Hello, Ciera Design readers! My name is Katie Kosaya, I’m a food photographer from New York City, and I’m really excited to be featured here today!
Here’s a fun, springy recipe for Mother’s Day brunch. I’m a big fan of the fancy toast trend, because it’s such a simple idea that can have infinite interpretations. And there’s something about crunchy toasted bread that never gets old, especially when combined with fresh, colorful toppings.
While savory toast is always good, after a winter of comfort food, I’m very ready to start eating juicy berries and fruit again. You can use strawberries, raspberries, blackberries, peaches, pineapple, or anything else in season. Top it all with sprinkled seeds, such as chia, sunflower, flax, or nuts like toasted walnuts or sliced almonds. I also sometimes finish off the dish with a drizzle of honey.
I love this raspberry-blueberry combination with a pinch of citrus and a hint of mint. It’s vibrant, flavorful and bursts with vitamins! Try my recipe below, but really, it’s more one particular arrangement of tasty ingredients — feel free to experiment!
Ricotta Toast with Fresh Berries
2 slices of a bread of your choice (I use ciabatta)
2 Tbsp fresh ricotta
1 cup of mixed berries of your choice, washed (I used raspberries and blueberries)
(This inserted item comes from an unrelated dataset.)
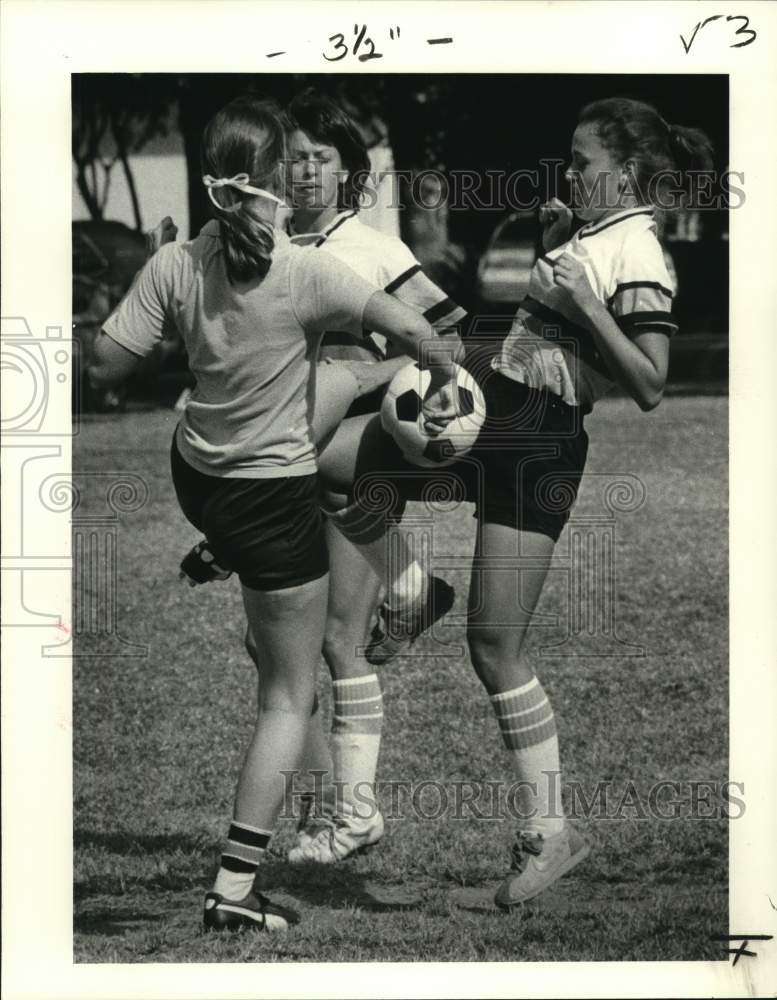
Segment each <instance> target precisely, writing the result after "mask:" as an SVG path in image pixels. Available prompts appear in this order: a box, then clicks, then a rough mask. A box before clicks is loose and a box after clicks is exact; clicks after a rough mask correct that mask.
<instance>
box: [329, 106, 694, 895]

2 kumquats, washed, thinly sliced
1 sprig of fresh mint, washed, thinly chopped
1 Tbsp liquid honey
Lightly toast bread in the oven. Let it cool.
Spread 1 tablespoon of ricotta on each slice of bread.
Add berries, kumquat slices and mint leaves on top of ricotta.
Drizzle with honey.
Serve with a cup of hot coffee or tea for a perfect start to your day!